LG Leipzig (Aktenzeichen 08 O 1586/19)

 

Tenor

1. Der Senat beabsichtigt, die Berufung der Klägerin zu 1 und des Klägers zu 2 ohne mündliche Verhandlung durch Beschluss zurückzuweisen.

2. Die Klägerin zu 1 und der Kläger zu 2 haben Gelegenheit, innerhalb von zwei Wochen Stellung zu nehmen. Sie sollten allerdings auch die Rücknahme der Berufung in Erwägung ziehen.

3. Es ist beabsichtigt, den Streitwert für das Berufungsverfahren auf 11.000,- EUR festzusetzen.

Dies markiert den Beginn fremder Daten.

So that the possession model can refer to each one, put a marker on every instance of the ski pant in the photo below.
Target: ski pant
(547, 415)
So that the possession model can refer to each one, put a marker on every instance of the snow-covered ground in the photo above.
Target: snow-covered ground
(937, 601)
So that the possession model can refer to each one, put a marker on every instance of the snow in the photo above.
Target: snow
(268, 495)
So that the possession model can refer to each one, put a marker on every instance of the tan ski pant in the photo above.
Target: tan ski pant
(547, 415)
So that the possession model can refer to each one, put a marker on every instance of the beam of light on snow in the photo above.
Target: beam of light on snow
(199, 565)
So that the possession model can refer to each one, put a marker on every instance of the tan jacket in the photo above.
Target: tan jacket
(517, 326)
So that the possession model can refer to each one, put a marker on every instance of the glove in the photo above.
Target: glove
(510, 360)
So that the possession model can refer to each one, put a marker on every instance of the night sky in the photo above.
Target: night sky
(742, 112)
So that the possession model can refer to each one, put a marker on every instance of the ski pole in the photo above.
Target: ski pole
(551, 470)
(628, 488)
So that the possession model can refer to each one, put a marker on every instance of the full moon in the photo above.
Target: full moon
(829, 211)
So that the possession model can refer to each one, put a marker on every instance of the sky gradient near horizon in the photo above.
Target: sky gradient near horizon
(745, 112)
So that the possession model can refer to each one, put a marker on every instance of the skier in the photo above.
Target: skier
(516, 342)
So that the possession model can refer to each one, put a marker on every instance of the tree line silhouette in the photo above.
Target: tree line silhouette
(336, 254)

4. Der Termin zur mündlichen Verhandlung vom 10.12.2019, 15:00 Uhr wird aufgehoben.

 

Gründe

Der Senat beabsichtigt, die zulässige Berufung nach § 522 Abs. 2 ZPO ohne mündliche Verhandlung durch - einstimmig gefassten - Beschluss zurückzuweisen. Die zulässige Berufung der Klägerin zu 1 und des Klägers zu 2 bietet in der Sache offensichtlich keine Aussicht auf Erfolg. Die Rechtssache hat auch weder grundsätzliche Bedeutung noch erfordert die Fortbildung des Rechts oder die Sicherung einer einheitlichen Rechtsprechung eine Entscheidung des Berufungsgerichts durch Urteil. Auch andere Gründe gebieten eine mündliche Verhandlung nicht. Das Landgericht hat mit zutreffenden Erwägungen den geltend gemachten Unterlassungsanspruch gem. §§ 823 Abs. 1,2, 1004 Abs. 1 S. 2 BGB i.V.m. §§ 186, 187 StGB verneint. Auch ein Unterlassungsanspruch nach §§ 824, 1004 Abs. 1 S. 2 BGB kommt nicht in Betracht.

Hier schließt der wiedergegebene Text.